Add NPU support for whisper.cpp on Lemonade #956

iswaryaalex · 2026-01-28T02:01:38Z

Core Update

This PR adds whispercpp NPU support to lemonade server, leveraging key updates from Ryzen AI 1.7

For whispercpp NPU backend, automatically downloads its Release binaries from the correct GitHub repository (NPU uses lemonade-sdk/whisper.cpp-npu, CPU uses ggml-org/whisper.cpp) and so on. Extendable to other backends
NPU backend automatically downloads required .rai cache files from HuggingFace AMD repo https://huggingface.co/collections/amd/ryzen-ai-17-whisper-npu-optimized-onnx-models and places them alongside model checkpoints for NPU runtime
Updated backend_versions.json to support per-backend versioning

To Test this PR

Start Lemonade server with whispercpp NPU backend
.\build\Release\lemonade-server.exe serve
Download sample .wav :
curl -o test.wav "https://raw.githubusercontent.com/lemonade-sdk/assets/main/audio/test_speech.wav"
Load NPU Whisper model
curl -X POST http://localhost:8000/api/v1/load -H "Content-Type: application/json" -d "{\"model_name\": \"Whisper-Tiny\", \"whispercpp_backend\": \"npu\"}"
To test with Whisper-Tiny
curl -X POST http://localhost:8000/api/v1/audio/transcriptions -F "[email protected]" -F "model=Whisper-Tiny"

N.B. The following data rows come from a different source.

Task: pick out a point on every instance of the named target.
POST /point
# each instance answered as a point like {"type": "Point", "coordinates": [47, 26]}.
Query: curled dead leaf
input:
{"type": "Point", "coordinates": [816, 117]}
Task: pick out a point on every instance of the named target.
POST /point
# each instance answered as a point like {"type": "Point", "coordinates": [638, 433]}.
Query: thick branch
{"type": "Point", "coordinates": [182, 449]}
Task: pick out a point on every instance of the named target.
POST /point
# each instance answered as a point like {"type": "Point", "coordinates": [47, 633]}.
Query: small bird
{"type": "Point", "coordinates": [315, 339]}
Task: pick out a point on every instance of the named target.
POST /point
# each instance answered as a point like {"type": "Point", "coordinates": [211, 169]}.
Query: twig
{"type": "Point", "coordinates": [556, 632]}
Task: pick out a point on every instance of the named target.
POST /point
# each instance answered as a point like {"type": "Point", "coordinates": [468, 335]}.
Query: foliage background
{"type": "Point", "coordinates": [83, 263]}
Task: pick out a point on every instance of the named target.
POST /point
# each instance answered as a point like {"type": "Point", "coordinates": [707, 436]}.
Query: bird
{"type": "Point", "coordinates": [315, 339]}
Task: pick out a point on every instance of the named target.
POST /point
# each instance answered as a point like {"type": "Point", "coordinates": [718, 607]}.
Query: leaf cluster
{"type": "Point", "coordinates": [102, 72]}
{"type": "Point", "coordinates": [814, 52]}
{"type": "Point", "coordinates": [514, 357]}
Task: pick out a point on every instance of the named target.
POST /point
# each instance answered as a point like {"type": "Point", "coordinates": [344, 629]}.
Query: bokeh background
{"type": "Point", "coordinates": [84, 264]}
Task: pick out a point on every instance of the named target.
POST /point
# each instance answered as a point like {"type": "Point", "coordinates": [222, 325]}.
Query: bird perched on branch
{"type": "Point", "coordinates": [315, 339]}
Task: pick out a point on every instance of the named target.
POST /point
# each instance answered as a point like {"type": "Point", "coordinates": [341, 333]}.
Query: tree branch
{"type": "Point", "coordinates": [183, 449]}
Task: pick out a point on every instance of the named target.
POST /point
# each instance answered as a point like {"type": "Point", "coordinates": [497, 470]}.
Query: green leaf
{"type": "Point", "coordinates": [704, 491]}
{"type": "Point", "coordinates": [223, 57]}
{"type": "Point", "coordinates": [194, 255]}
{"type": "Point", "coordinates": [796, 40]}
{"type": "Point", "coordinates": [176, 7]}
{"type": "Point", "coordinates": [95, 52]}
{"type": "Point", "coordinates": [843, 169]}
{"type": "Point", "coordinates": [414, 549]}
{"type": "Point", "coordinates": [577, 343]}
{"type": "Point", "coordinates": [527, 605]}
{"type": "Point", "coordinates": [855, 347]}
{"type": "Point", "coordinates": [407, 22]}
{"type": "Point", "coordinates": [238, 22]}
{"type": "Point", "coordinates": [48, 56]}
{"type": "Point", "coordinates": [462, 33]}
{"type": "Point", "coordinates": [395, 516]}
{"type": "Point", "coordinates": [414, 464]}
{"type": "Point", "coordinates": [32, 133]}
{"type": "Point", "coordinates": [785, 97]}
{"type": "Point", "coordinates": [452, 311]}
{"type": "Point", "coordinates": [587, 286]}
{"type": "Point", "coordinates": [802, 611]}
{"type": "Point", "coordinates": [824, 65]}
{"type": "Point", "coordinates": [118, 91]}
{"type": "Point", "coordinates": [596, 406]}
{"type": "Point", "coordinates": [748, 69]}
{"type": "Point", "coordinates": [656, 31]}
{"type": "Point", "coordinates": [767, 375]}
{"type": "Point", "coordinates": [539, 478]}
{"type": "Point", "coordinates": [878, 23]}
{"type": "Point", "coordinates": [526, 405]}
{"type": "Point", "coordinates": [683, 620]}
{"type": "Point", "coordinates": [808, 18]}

You can also test with other Whisper models from here:

Whisper-Tiny
Whisper-Base
Whisper-Small
Whisper-Medium
Whisper-Large-v3

src/cpp/server/backends/whisper_server.cpp

…m/lemonade-sdk/lemonade into iswarya/whisper-cpp-multi-backend

src/cpp/server/backends/whisper_server.cpp

.github/workflows/cpp_server_build_test_release.yml

test/utils/test_models.py

src/cpp/server/backends/whisper_server.cpp

iswaryaalex · 2026-01-30T08:40:32Z

@ramkrishna2910 Great feedback on catching partial downloads and model search naming.
I have addressed all the comments and ensured all whisper models have associated .rai cache runs at least 2-3x faster than CPU

There is this one pending test that is never triggered (because I changed/removed the test to separate cpu and npu tests)
However it is still in the required checks, perhaps because main does not have my changes?

jeremyfowers · 2026-01-30T14:36:29Z

@ramkrishna2910 Great feedback on catching partial downloads and model search naming. I have addressed all the comments and ensured all whisper models have associated .rai cache runs at least 2-3x faster than CPU

There is this one pending test that is never triggered (because I changed/removed the test to separate cpu and npu tests) However it is still in the required checks, perhaps because main does not have my changes?

@iswaryaalex the test name is encoded into github settings, not the git codebase itself. When we are about to merge this PR I will change the github settings to point to your new tests instead.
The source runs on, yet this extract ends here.